This is meant as a working toile of a Burda longer length jacket, 32012, which is advertised as a Chanel type of jacket. The fabric, a small piece that I tried several other patterns on, was just big enough to make a short version. That was fine by me. I wasn’t sure what size to make, and I knew I’d have to lower the darts. This time I wanted to do it right, so I actually cut a rectangle out of the paper pattern where the dart was, and repositioned the whole rectangle down about 1 1/2 inches. After sewing up the dart on one side, I repositioned the rectangle up a titch again. The fabric is a dark purple wool with a lovely stretch because of the way it’s woven. I don’t know if there’s a name for this or not –when one side of the fabric appears to be woven as usual, with horizontal and vertical threads, but the other side appears to be woven on the diagonal? Anyway, the combination of this pretty conservative style of jacket with this dark wool gives a pretty severe look, I think.

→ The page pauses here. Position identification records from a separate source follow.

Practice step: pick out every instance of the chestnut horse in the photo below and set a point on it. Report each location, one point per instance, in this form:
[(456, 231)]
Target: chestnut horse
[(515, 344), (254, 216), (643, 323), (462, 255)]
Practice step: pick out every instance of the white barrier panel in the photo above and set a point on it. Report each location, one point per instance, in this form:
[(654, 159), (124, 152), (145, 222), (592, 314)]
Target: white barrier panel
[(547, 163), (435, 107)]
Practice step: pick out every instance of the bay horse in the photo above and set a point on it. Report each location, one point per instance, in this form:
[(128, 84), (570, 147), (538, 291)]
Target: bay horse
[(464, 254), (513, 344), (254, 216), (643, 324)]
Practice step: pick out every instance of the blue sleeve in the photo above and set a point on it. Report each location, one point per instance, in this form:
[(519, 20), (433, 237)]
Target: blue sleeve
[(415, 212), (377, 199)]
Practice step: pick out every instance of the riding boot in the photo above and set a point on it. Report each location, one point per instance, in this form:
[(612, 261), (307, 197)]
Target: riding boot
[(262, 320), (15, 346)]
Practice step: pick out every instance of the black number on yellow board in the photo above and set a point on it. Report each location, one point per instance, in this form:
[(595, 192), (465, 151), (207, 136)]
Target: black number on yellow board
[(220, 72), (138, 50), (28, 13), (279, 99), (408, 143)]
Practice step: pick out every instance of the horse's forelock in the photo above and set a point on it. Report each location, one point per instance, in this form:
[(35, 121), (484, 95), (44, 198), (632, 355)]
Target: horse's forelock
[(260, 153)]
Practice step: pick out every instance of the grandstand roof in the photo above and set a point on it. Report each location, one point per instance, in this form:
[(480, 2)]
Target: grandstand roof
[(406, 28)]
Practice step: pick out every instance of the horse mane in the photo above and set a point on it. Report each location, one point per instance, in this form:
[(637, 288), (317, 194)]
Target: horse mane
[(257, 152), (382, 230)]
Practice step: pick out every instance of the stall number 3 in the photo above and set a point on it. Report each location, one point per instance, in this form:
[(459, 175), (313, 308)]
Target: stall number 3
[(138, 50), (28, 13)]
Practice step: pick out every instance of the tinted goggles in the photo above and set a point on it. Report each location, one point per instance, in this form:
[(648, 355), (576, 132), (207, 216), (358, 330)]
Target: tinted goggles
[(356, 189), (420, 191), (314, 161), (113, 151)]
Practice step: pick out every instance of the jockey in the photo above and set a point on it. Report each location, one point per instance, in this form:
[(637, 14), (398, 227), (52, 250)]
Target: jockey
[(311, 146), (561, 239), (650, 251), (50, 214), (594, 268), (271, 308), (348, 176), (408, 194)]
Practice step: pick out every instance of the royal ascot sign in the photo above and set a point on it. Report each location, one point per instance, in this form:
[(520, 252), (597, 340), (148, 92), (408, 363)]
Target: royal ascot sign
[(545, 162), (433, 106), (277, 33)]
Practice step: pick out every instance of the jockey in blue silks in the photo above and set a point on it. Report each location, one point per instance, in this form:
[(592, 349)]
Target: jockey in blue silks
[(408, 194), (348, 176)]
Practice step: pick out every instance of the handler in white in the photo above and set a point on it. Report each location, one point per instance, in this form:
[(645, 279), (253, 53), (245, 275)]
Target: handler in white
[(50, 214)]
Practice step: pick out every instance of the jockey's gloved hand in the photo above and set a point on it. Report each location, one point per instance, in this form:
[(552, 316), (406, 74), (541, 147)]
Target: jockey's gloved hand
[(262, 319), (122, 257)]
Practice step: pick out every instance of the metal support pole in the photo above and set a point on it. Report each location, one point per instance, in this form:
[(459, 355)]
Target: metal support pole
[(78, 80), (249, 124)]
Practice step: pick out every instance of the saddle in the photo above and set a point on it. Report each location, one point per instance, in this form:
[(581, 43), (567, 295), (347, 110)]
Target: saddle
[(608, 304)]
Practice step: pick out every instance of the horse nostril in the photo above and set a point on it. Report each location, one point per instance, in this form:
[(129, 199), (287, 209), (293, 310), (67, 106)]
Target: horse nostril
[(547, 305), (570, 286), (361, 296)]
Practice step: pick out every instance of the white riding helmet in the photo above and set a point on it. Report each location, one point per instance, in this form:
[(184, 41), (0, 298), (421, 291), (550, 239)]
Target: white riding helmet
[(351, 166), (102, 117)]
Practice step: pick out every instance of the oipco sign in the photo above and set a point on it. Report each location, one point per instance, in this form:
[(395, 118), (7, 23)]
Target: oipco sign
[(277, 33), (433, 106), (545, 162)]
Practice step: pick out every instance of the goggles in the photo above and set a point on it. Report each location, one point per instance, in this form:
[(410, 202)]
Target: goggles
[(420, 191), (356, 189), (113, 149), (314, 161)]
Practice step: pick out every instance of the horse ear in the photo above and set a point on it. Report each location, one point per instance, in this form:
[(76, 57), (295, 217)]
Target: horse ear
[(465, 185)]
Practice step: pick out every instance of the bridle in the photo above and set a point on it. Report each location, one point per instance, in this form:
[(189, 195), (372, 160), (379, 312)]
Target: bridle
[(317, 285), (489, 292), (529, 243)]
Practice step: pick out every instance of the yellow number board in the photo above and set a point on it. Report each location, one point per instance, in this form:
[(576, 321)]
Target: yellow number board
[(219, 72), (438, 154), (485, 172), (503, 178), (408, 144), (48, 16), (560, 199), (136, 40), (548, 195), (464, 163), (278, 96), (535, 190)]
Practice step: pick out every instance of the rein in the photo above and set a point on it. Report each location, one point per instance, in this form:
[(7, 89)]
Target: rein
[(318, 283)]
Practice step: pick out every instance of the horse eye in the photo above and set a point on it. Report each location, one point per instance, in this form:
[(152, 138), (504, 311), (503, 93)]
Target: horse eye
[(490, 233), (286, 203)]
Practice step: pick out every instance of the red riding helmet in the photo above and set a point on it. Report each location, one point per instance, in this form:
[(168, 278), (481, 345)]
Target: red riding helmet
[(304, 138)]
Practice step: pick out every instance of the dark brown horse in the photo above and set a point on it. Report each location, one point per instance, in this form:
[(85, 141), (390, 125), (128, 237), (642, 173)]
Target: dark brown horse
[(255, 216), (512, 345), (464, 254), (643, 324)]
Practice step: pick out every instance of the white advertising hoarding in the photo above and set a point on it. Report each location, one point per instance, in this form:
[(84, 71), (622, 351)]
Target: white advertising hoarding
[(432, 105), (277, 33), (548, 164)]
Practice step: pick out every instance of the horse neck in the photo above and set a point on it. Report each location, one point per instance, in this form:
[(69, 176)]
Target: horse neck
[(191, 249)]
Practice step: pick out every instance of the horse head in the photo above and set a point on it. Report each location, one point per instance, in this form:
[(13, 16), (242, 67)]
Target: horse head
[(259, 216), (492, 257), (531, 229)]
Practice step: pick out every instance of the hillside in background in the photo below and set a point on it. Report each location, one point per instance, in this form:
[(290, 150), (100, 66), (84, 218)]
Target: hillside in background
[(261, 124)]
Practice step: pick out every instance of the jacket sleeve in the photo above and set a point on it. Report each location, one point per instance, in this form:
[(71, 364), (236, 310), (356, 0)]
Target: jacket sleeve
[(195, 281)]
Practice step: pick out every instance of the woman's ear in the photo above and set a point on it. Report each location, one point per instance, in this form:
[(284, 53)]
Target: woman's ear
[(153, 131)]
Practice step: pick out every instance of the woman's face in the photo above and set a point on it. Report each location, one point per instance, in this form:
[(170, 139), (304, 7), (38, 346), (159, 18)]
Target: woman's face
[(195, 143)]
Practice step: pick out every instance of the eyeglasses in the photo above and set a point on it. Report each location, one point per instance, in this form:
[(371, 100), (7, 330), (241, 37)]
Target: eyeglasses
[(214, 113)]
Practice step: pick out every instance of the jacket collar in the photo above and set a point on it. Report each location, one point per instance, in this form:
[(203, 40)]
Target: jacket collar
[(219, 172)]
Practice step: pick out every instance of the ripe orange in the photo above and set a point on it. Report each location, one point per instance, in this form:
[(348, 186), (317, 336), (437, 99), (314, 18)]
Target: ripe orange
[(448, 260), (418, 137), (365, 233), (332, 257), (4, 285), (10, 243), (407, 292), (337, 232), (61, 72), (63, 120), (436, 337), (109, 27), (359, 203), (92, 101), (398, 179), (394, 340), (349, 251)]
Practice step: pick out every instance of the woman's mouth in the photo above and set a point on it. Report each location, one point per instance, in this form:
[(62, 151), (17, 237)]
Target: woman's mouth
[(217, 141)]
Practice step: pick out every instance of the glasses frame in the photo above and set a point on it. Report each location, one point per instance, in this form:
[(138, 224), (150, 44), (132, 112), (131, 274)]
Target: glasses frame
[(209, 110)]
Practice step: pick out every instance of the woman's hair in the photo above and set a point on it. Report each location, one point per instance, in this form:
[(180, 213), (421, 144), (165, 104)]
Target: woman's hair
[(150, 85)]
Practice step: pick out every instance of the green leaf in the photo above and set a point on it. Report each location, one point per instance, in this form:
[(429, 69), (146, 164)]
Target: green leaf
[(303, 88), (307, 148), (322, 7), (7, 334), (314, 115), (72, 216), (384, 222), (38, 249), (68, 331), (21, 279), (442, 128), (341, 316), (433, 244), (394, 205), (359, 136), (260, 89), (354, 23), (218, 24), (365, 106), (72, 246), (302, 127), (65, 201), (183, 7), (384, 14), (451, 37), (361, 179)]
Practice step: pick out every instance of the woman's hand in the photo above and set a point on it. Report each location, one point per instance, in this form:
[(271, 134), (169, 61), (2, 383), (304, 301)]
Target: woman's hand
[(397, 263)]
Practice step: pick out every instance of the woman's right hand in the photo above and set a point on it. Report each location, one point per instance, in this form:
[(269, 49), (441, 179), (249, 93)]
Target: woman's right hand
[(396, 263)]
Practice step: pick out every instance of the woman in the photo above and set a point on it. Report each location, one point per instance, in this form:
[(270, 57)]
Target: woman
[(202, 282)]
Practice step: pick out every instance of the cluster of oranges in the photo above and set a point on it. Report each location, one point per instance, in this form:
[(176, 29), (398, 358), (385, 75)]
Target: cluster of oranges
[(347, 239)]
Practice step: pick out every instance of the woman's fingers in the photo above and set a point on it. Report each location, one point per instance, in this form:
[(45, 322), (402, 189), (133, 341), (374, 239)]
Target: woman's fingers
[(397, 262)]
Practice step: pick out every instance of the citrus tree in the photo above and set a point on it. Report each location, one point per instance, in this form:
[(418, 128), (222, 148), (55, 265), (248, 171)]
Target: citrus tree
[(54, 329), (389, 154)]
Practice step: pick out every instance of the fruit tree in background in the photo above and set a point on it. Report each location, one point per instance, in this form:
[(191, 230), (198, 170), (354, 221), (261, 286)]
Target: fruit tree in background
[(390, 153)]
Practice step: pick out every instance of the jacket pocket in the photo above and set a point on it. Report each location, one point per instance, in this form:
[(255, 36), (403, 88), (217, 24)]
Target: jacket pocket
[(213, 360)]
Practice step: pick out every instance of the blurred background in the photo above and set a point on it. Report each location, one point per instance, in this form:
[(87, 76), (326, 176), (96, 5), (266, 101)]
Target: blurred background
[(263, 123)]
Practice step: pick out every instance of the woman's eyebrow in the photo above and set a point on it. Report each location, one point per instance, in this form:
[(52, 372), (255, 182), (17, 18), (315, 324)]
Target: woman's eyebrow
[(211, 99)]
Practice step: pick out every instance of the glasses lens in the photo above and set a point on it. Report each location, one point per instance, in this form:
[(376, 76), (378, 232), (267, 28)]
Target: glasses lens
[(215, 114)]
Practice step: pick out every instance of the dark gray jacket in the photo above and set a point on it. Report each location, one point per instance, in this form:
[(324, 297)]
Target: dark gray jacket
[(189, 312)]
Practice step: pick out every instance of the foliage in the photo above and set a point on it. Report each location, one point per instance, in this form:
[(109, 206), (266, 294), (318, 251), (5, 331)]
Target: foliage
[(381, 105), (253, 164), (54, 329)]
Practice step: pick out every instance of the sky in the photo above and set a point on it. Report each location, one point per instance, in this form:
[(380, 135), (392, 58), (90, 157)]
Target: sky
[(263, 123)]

You can see the side panels, which I think allow more movement and comfort than the regular side-seam varieties of jackets. You can also see that the fabric takes on a chocolately hue with any kind of artificial light. It’s a good neutral.
Looks pretty cool with a goodly dollop of orange, eh?
Looks like I’ve got plenty of things to wear with this. The orange pants are V9035, you can see info about it here, and the wrap skirt is a vintage Vogue DKNY. See it here. The tops, oh heck I forget.
The pattern called for snaps which are a great alternative to buttons, aren’t they? I found some copper ones with writing cut into them. They were the most natural looking material I could find. I’m disappointed in the pearl, silver metal and gold metal types that my local was offering. They all look fake and cheap.
A few seam details there. I’m loving the darts, which I left open at the tip by about one stitch length to give them a nicer look. And I put on a breast pocket at the last minute, influenced by reading another article on the sexism of pocketless clothes for women. I like chest pockets anyway, and often add one to a shirt or tshirt. This time I realized that the proper placement for a breast pocket for a woman is higher up than for a man, between the collarbone and the breast. I don’t know if designers put it there, but it’s just so obviously where it should be!
This fabric really changes colour depending on the light. I think it’s going to get a lot of wear. And I’m about to lay out the pink silky wool for the longer version. Oh, first I’d better give this one an extra press. Wrinkles. I hope they weren’t a distraction 🙂
And, oh, it seems I’m on time to participate in a #dressmakingbloggerchallenge, thanks to info provided by Thimberlina here.